Opinion
John G. Mattimoe, Asst. U.S. Dist. Atty., Toledo, Ohio, for plaintiff.
Max L. Gillam, Latham & Watkins, H. Hal Visick, Los Angeles, Cal., Thomas L. Dalrymple, William W. Sadd, Fuller, Seney, Henry & Hodge, Toledo, Ohio, for defendants.
DON J. YOUNG, District Judge.
The United States brings this action charging defendant with violations of Sections 1 and 2 of the Sherman Act and Section 7 of the Clayton Act. Relief of an equitable nature is sought. Plaintiff seeks an order requiring:
(1) divestiture of defendants' interests in the Lima News; (2) enjoining defendants from acquiring any interest in the Lima News; (3) voiding various covenants not to compete and enjoining the enforcement of such covenants; and (4) injunction against future similar conduct.

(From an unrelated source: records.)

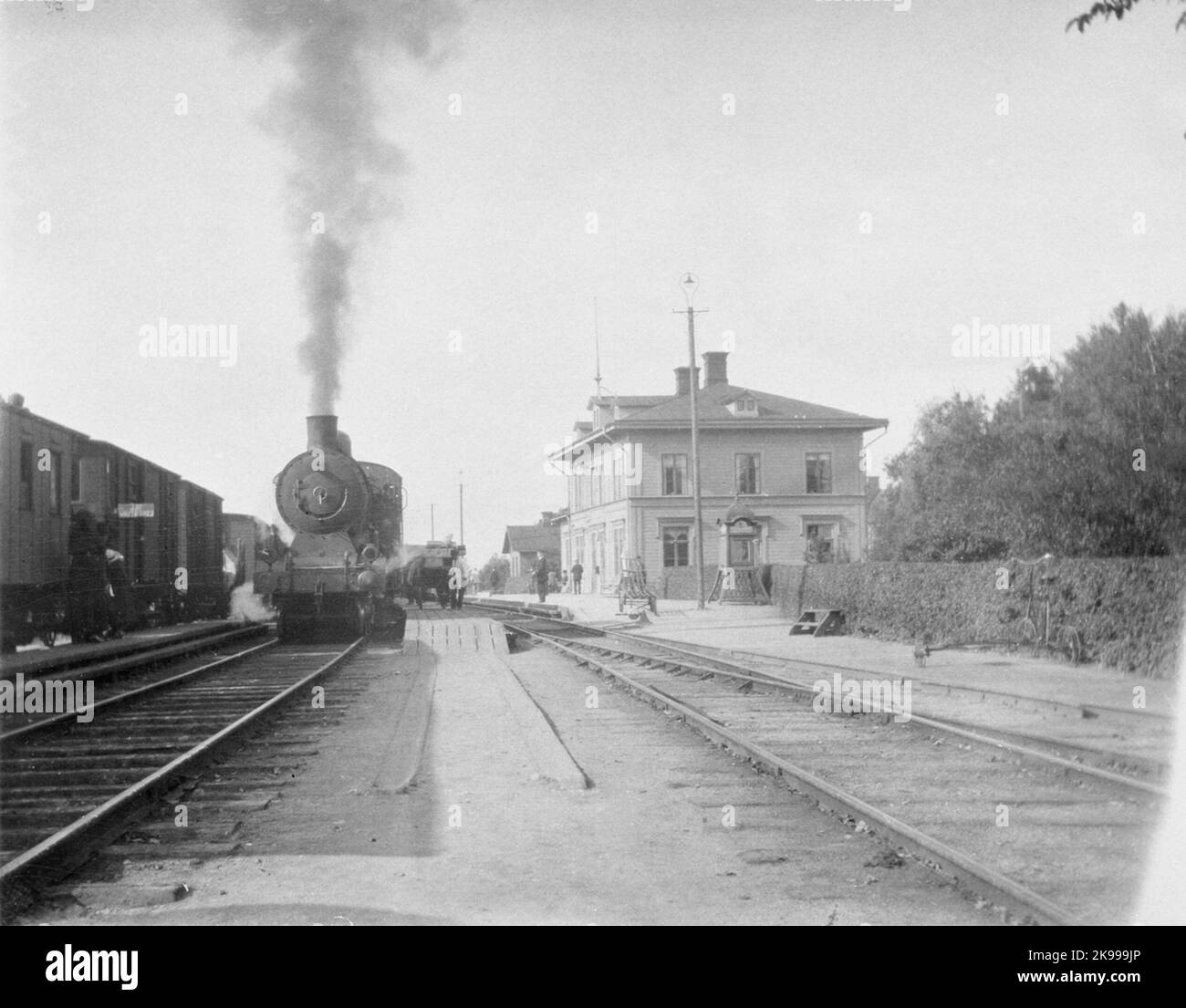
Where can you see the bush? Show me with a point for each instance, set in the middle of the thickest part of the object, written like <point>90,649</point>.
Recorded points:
<point>1128,611</point>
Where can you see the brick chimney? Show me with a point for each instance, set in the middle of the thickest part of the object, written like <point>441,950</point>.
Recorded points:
<point>715,372</point>
<point>681,380</point>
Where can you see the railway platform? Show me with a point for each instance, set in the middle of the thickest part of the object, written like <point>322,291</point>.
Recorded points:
<point>765,631</point>
<point>463,783</point>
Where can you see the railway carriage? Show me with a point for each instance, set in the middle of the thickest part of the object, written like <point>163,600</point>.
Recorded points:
<point>167,530</point>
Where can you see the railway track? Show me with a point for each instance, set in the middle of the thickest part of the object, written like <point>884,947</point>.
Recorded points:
<point>1048,838</point>
<point>69,786</point>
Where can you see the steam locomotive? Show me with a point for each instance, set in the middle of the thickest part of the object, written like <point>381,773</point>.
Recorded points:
<point>340,573</point>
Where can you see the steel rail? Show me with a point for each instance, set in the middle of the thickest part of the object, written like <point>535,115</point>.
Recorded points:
<point>55,854</point>
<point>950,726</point>
<point>57,719</point>
<point>1006,892</point>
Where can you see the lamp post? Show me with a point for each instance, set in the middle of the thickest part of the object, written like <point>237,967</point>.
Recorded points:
<point>689,284</point>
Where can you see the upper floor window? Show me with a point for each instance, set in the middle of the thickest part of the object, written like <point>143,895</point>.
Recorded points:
<point>675,473</point>
<point>747,473</point>
<point>818,473</point>
<point>745,406</point>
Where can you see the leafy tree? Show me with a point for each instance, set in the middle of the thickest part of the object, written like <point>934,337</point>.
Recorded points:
<point>1086,459</point>
<point>1106,8</point>
<point>494,573</point>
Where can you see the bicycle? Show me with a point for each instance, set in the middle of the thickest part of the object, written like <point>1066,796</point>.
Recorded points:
<point>1064,639</point>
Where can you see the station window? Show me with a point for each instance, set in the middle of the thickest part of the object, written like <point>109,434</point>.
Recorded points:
<point>55,483</point>
<point>675,474</point>
<point>821,542</point>
<point>26,475</point>
<point>675,546</point>
<point>818,473</point>
<point>747,473</point>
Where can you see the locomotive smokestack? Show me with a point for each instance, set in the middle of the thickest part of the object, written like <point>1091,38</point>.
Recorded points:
<point>323,431</point>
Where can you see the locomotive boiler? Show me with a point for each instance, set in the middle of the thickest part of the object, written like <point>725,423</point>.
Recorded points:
<point>338,576</point>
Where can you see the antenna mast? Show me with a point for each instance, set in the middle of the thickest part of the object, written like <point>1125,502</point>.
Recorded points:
<point>597,350</point>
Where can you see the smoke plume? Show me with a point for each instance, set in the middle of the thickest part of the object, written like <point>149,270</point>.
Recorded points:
<point>340,184</point>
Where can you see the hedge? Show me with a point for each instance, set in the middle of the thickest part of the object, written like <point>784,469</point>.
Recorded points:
<point>1127,611</point>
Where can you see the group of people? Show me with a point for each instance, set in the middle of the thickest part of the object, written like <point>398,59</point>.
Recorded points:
<point>546,579</point>
<point>98,582</point>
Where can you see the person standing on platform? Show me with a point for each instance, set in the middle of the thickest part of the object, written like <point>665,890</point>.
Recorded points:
<point>458,580</point>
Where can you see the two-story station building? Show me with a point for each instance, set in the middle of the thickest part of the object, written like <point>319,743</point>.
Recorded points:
<point>797,466</point>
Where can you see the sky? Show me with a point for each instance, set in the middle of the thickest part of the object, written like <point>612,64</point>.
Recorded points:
<point>849,182</point>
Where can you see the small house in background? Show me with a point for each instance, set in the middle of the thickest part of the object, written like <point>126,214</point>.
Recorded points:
<point>525,544</point>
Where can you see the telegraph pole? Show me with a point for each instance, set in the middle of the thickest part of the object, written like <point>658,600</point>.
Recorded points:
<point>689,285</point>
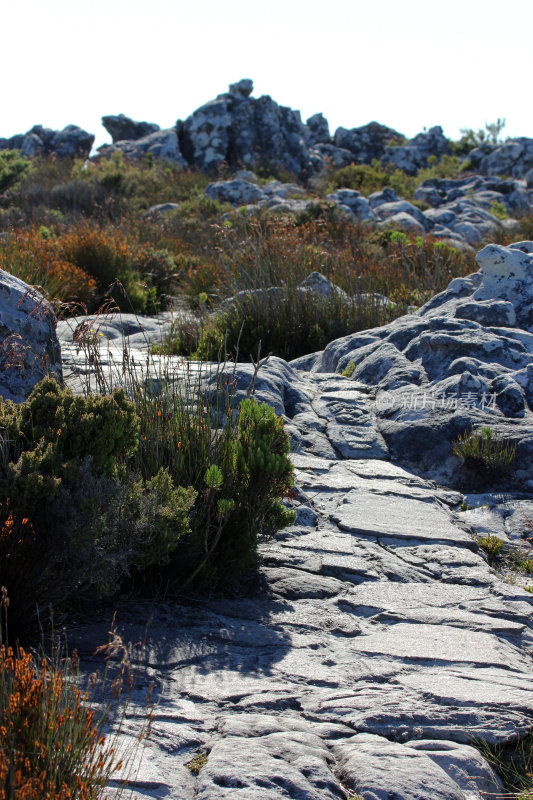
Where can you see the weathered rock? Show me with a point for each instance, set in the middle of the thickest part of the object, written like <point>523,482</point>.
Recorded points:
<point>367,142</point>
<point>464,359</point>
<point>121,127</point>
<point>514,157</point>
<point>376,612</point>
<point>318,130</point>
<point>242,131</point>
<point>160,144</point>
<point>237,192</point>
<point>29,348</point>
<point>385,212</point>
<point>353,202</point>
<point>415,154</point>
<point>71,142</point>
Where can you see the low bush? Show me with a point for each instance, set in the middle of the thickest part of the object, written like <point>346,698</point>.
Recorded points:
<point>55,740</point>
<point>484,453</point>
<point>33,258</point>
<point>234,456</point>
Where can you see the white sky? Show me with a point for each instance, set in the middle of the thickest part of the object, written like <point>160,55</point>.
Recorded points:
<point>404,63</point>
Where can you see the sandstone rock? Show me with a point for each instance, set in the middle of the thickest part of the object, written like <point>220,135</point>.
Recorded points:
<point>121,127</point>
<point>29,347</point>
<point>376,612</point>
<point>318,130</point>
<point>352,201</point>
<point>242,131</point>
<point>414,155</point>
<point>514,157</point>
<point>238,192</point>
<point>71,142</point>
<point>367,142</point>
<point>160,144</point>
<point>464,359</point>
<point>385,212</point>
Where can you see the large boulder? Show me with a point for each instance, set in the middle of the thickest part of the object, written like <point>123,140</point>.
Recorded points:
<point>464,359</point>
<point>514,157</point>
<point>243,131</point>
<point>121,127</point>
<point>71,142</point>
<point>367,142</point>
<point>160,144</point>
<point>415,154</point>
<point>29,348</point>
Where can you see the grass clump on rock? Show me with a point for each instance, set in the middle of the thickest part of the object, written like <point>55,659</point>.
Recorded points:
<point>484,453</point>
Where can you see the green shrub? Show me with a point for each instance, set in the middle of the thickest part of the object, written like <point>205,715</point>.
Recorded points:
<point>484,453</point>
<point>492,545</point>
<point>67,500</point>
<point>499,210</point>
<point>287,322</point>
<point>13,167</point>
<point>236,460</point>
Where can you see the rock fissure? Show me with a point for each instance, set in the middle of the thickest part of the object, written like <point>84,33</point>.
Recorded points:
<point>377,642</point>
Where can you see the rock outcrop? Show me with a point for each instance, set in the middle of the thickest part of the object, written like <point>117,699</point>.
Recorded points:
<point>29,348</point>
<point>241,131</point>
<point>159,144</point>
<point>464,359</point>
<point>376,643</point>
<point>121,127</point>
<point>71,142</point>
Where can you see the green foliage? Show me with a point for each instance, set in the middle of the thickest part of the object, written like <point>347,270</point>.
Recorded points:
<point>103,427</point>
<point>491,544</point>
<point>484,453</point>
<point>349,370</point>
<point>13,167</point>
<point>470,139</point>
<point>513,762</point>
<point>285,322</point>
<point>67,502</point>
<point>197,763</point>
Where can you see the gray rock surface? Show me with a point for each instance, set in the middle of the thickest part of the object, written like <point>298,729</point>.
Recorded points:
<point>376,643</point>
<point>415,154</point>
<point>71,142</point>
<point>159,144</point>
<point>514,157</point>
<point>367,142</point>
<point>240,130</point>
<point>462,360</point>
<point>29,347</point>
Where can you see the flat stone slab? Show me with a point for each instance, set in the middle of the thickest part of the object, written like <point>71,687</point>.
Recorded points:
<point>374,645</point>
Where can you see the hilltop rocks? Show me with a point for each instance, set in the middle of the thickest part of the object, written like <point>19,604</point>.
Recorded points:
<point>415,154</point>
<point>159,144</point>
<point>244,190</point>
<point>242,131</point>
<point>513,157</point>
<point>29,348</point>
<point>464,359</point>
<point>121,127</point>
<point>71,142</point>
<point>367,142</point>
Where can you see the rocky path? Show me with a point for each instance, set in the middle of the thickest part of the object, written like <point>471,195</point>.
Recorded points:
<point>375,647</point>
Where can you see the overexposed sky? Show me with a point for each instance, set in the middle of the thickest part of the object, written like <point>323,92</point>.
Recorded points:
<point>408,64</point>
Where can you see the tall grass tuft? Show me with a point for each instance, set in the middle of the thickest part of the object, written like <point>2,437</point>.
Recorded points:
<point>59,741</point>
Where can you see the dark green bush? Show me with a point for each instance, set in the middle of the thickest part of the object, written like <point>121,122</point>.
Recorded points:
<point>13,167</point>
<point>240,501</point>
<point>287,322</point>
<point>62,482</point>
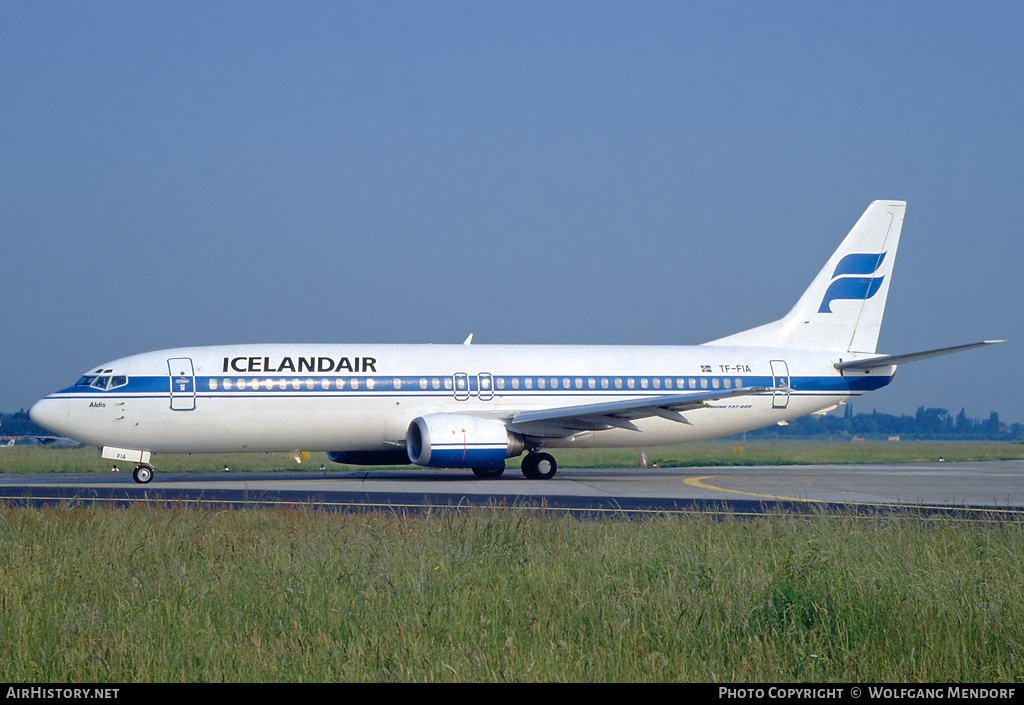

Defendants demand trial by jury. The United States has moved to dismiss this demand.
In the defendants' brief opposing the motion a request is made for oral argument, with sufficient advance notice to allow time for counsel to come from California. The Court has given serious consideration to this request, but is not convinced that oral argument would afford sufficient additional assistance to outweigh the inconveniences of assembling counsel from such distant points. The briefs submitted appear to cover the matter very fully. The request for oral argument is therefore denied.
The parties agree that the applicable statutes do not create a right to jury trial in government civil antitrust suits. It is also agreed that the federal rules of civil procedure grant no such right, but merely preserve the Seventh Amendment rights of the parties.
Defendants bottom their demand on the Seventh Amendment. It is asserted that the American antitrust laws are rooted in the English monopoly cases and that those cases arose in the English law courts, and not in equity. Thus, it is argued that actions under such statutes are protected by the Seventh Amendment, regardless of the nature of the remedy sought. No American court appears to have accepted this theory.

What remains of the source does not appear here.